60年代、五輪の地元開催で海外から監督を招き代表選手を集中強化、
結果メキシコ五輪で3位に入る。サッカーが次第に普及し、全国の中高校にサッカー部ができる。
70年代、代表は不振で勝てない時代が続く、将来の代表強化のためには、
若年からのボール扱いの指導が重要と言う考えが広まり、小学生からサッカーができる環境が広がる。

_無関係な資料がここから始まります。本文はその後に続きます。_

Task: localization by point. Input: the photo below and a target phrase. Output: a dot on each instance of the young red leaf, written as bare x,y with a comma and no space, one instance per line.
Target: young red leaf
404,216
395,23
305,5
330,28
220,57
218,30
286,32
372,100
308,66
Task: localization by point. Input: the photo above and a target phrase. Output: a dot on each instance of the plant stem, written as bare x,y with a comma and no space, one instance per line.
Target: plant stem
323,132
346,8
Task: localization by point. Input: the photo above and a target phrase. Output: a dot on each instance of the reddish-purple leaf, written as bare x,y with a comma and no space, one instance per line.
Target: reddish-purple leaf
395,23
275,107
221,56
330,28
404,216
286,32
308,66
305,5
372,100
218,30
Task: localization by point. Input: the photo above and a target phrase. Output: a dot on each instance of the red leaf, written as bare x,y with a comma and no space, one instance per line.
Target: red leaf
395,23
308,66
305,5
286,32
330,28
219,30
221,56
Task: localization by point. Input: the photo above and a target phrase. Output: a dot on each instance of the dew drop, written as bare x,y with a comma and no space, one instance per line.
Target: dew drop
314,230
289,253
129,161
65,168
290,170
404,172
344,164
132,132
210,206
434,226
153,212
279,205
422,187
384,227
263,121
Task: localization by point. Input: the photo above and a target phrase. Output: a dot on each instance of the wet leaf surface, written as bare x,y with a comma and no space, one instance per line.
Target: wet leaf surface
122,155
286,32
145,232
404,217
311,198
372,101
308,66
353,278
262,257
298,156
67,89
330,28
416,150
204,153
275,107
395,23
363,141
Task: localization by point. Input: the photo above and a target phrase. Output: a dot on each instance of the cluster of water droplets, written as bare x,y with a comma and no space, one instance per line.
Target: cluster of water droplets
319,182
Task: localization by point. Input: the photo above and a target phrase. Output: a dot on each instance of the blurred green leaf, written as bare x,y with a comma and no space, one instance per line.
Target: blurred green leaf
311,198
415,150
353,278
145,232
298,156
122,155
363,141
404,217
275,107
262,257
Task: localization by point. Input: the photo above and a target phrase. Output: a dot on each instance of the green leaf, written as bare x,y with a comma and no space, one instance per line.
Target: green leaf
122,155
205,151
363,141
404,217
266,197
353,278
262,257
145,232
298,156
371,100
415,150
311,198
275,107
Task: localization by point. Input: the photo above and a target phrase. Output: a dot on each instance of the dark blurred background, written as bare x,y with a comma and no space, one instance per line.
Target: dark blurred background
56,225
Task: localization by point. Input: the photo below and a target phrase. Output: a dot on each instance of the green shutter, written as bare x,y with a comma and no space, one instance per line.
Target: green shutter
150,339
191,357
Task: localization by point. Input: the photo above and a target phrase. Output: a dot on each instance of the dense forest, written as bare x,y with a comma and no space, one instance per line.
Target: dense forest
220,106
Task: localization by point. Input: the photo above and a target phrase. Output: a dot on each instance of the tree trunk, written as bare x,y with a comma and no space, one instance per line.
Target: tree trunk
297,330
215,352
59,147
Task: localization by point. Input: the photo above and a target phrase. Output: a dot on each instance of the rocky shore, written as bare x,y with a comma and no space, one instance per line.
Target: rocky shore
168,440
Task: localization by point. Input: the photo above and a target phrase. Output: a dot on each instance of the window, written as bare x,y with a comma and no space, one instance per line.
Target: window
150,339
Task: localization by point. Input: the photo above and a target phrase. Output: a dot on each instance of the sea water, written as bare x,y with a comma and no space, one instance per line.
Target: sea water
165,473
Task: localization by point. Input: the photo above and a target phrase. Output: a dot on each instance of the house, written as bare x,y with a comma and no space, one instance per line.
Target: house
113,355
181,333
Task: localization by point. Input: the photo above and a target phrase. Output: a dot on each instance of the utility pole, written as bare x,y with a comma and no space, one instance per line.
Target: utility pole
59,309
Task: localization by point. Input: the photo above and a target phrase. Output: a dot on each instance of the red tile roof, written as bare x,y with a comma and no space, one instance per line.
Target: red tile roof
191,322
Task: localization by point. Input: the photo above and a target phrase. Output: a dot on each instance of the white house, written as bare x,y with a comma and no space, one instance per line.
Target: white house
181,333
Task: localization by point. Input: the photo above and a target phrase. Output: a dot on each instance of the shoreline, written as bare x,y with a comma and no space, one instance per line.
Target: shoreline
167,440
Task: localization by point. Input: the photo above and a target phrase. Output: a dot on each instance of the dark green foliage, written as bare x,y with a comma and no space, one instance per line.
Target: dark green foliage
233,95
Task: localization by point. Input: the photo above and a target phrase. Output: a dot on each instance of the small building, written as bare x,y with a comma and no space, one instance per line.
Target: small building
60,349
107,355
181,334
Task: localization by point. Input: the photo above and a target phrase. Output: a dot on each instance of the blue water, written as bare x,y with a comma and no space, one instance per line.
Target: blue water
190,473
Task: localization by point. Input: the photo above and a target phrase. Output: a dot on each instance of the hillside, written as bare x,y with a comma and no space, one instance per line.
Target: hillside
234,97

80年代、若年からのサッカー経験が豊富な選手が増加し、
代表チームがようやくアジアのトップと互角に近いレベルに戦えるようになる。
小学生のサッカー人口が野球に比べ同等以上となる。
90年代、代表チームが完全にアジアのトップレベルとなり、
念願のW杯出場を果たす。大人の草サッカーの広がりが、
草野球と同等以上になる。日本代表の試合はいつも満員になる。
10年と言うより長いスパンで見ると、89年の失敗がほとんど目立たなくなる。
同時に、現在の日本サッカーの充実が、60年代からの積み上げの成果であることもわかる。
先程の結論と全く逆の結論となるが、1度W杯への対応を失敗しても、
ロングレンジで見れば損失はそんなに大きい物ではない。
むしろ、短期的な事に目を奪われ、ロングレンジの施策を怠る事の損失が大きい。
これまた、非常に月並みな結論だが、日本サッカー界は常に10年以上先を見て、
若年層の育成、サッカーをプレイする環境の整備、
観戦者に対するサービス強化など戦略的な施策を実現すべきであり、
その施策の一環として日本代表のW杯への準備に最大限の努力が行われるべきである。